La maratona è un oppio 2.0


La maratona è una corsa affascinante non solo per gli aspetti storici e romantici dell’impresa di Filippide (o chi mai fosse) ma anche perché rimane ancora uno stress fisico non ancora completamente compreso nelle sue dinamiche biologiche.

Nonostante i maratoneti siano stati oggetto di studi di fisiologia e di meccanica neuromuscolare da più di 30 anni (vedi Cannon 1982), il dato assodato è che attorno al 30° km, i livelli di glicogeno in molte fibre muscolari tendano ad esaurirsi, in particolare quelli nelle fibre muscolari di tipo 1. Queste fibre terminano di contrarsi per deplezione dell’ATP.
Se l'ossidazione, soprattutto da carboidrati, non può essere mantenuta, il ritmo della corsa dell’atleta rallenta.  Si è dato molto peso alla misurazione dei livelli ematici di lattato per misurare la soglia aerobica nei maratoneti. Questa soglia è diversa da atleta a atleta anche per motivi genetici e correla con la VO2max.  A differenza di quanto si potrebbe credere, non sono i livelli di lattato a causare il senso di fatica muscolare, ma il lattato è solo un indice dell’ alterazione nell’ossidazione del glicogeno. 
Scopo dell’allenamento specifico del maratoneta è quello di incrementare la soglia aerobica, permettendo alla fibra muscolare di non depletarsi di ATP e di “abituare” il mitocondrio ad usare non solo glicogeno ma anche acidi grassi.
Quando le unità muscolari sono scariche di glicogeno e gli acidi grassi non bastano a produrre energia, compare l’esaurimento tipico del muro dei 30 km.

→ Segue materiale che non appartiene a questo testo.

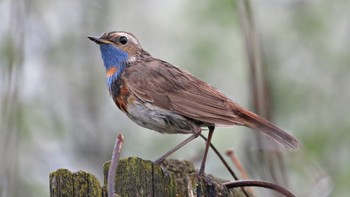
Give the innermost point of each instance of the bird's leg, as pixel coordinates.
(210, 135)
(187, 140)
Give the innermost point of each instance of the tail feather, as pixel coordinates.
(254, 121)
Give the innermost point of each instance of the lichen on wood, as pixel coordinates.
(138, 177)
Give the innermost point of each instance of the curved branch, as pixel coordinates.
(247, 183)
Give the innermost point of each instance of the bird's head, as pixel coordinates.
(117, 48)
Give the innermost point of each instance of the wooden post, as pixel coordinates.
(137, 177)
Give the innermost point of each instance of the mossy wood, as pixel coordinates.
(137, 177)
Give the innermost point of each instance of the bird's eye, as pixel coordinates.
(123, 40)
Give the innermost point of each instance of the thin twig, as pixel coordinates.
(114, 164)
(237, 163)
(233, 174)
(264, 184)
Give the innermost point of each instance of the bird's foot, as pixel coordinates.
(206, 179)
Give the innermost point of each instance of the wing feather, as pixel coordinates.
(174, 89)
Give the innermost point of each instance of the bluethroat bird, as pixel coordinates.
(161, 97)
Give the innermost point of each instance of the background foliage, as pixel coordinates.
(56, 111)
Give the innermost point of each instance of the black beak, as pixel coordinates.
(98, 40)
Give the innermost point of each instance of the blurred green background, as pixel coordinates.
(56, 111)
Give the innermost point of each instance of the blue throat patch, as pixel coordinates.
(113, 57)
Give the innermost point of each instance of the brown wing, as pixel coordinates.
(174, 89)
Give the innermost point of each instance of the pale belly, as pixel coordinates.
(158, 119)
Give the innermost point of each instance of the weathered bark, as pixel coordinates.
(137, 177)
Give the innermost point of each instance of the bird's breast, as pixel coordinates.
(121, 94)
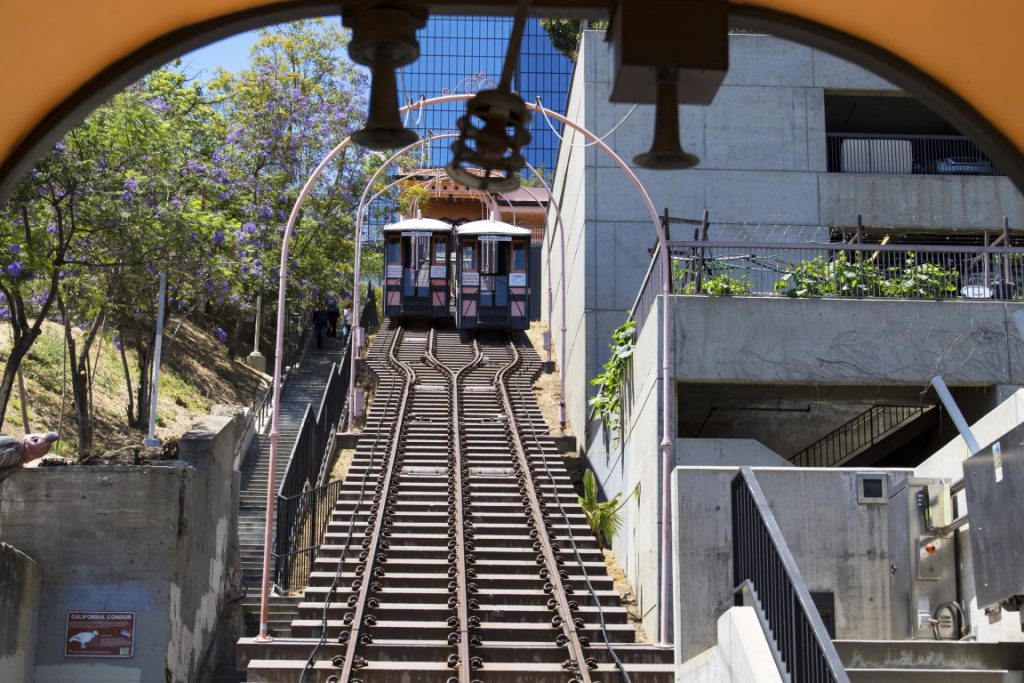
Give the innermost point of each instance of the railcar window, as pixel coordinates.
(488, 257)
(518, 258)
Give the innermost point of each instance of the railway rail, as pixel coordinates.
(458, 552)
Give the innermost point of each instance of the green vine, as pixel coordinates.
(604, 517)
(607, 402)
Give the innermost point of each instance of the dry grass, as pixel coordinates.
(196, 374)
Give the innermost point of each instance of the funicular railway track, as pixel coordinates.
(457, 552)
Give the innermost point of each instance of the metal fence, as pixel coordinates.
(861, 432)
(839, 269)
(304, 499)
(765, 569)
(922, 155)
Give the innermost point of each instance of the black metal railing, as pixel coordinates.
(764, 568)
(841, 269)
(921, 155)
(861, 432)
(303, 492)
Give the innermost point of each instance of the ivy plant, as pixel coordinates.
(608, 400)
(603, 516)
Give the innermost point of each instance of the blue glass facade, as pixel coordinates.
(465, 54)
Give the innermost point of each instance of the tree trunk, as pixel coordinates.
(124, 365)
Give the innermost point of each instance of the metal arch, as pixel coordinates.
(667, 445)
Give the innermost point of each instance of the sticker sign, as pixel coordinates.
(100, 635)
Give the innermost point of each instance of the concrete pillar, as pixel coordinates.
(20, 584)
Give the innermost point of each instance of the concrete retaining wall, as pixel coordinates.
(20, 584)
(153, 541)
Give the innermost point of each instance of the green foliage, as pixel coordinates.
(862, 278)
(604, 517)
(564, 34)
(921, 281)
(718, 285)
(608, 400)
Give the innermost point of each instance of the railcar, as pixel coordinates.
(492, 287)
(417, 263)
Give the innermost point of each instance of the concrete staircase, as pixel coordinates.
(931, 662)
(304, 385)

A questo modello di stress periferico muscolare si oppone recentemente un modello centrale, in cui una situazione catastrofica di stress si verifica a livello cerebrale con l’accumulo di cataboliti e di deplezione di neurotrasmettitori.
Infatti, ci sono studi (riassunti in Noakes, Sports Medicine 2007) che indicano che tutto quello che si è pensato sullo stress muscolare del maratoneta sia in realtà una parte del tutto e non la causa principale dell’effetto di “colpire il muro”.
Ad esempio, è stato proposto che la fatica sia principalmente un evento emozionale e non fisico. Basti pensare che esistono gare di ultramaratona (100 km e oltre, spesso non stop) dove non si assiste di certo alla decimazione degli atleti partecipanti,  che sono spesso “senior” o over 40.
Prove a sostegno di un controllo centrale della fatica provengono anche da sport effettuati a alta altitudine, o in condizioni di alte temperature, dove raramente si assiste a perdita di funzione di organo. In tutti questi casi, l’esercizio fisico viene a essere terminato volontariamente per dispnea ma non per inabilità specifica muscolare o cardiaca.

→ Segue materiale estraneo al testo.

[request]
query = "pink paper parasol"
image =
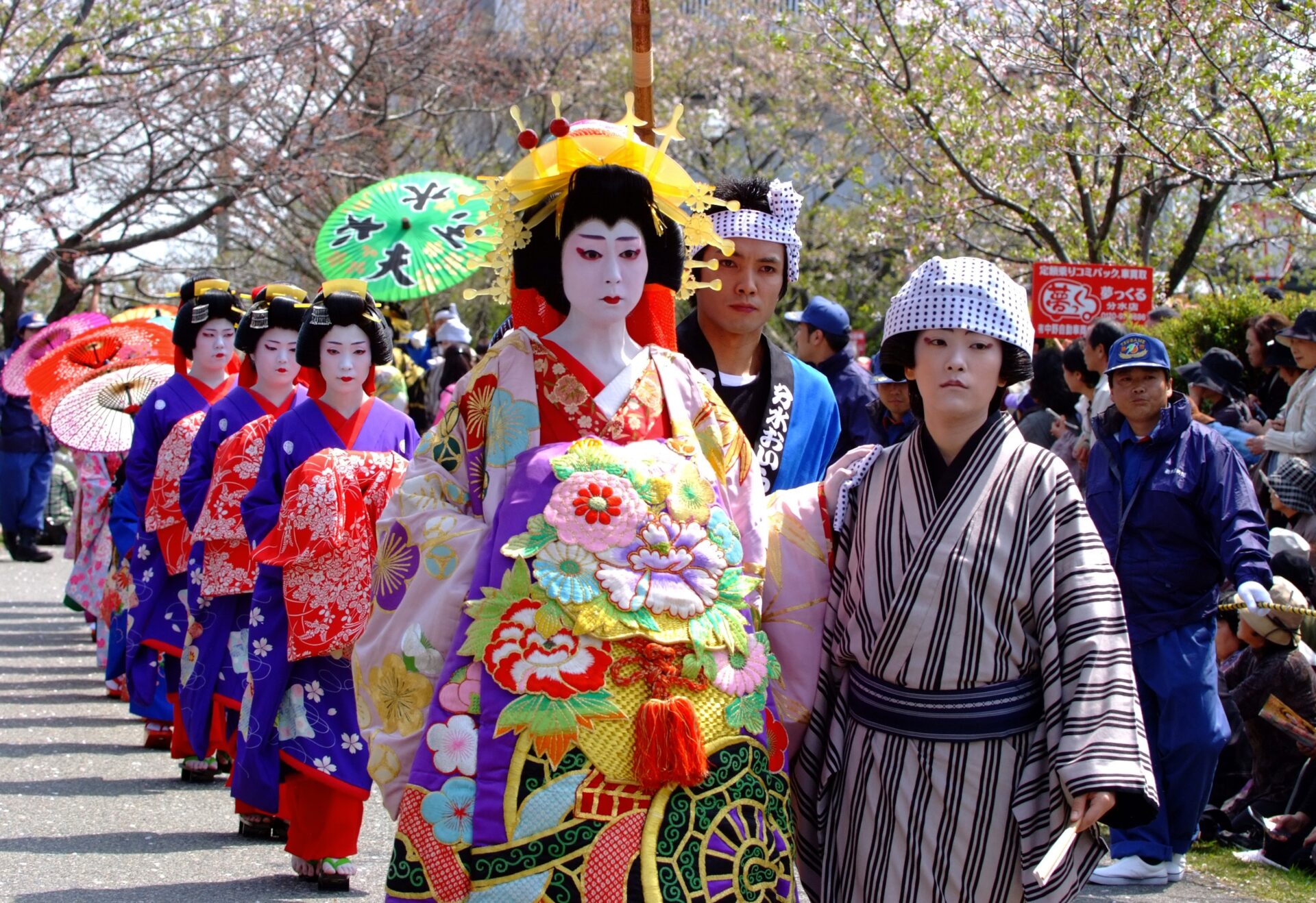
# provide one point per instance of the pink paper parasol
(15, 380)
(98, 417)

In questa situazione non è la periferia a comandare l’arresto dell’esercizio ma il cervello che avendo accumulato diversi allarmi di rottura di equilibrio (“omeostasi”), decide di dare origine al senso di fatica. La fatica è peraltro modulata da fattori psicologici e emozionali, dall’assunzione di sostanze chimiche che aumentano “la soglia” della fatica, dalla sensazione di pericolo immantinente di vita e conseguente fuga dalla catastrofe, dall’ipnosi o da altri fattori come la musica o distrazioni emozionali.  Peraltro, sensazioni di fatica patologica si manifestano anche in particolari stati mentali, anche senza necessità di un vero e proprio esercizio fisico massimale.


La fatica dunque è una sensazione che deriva sia dalla percezione cosciente che dalla interpretazione  subconscia di alcuni processi del cervello, e non è quindi solo espressione di un evento fisico. Pertanto è inutile studiare le manifestazioni della fatica muscolare in un sistema isolato, privo di controllo della mente, per comprendere come si possa correre più forte la maratona.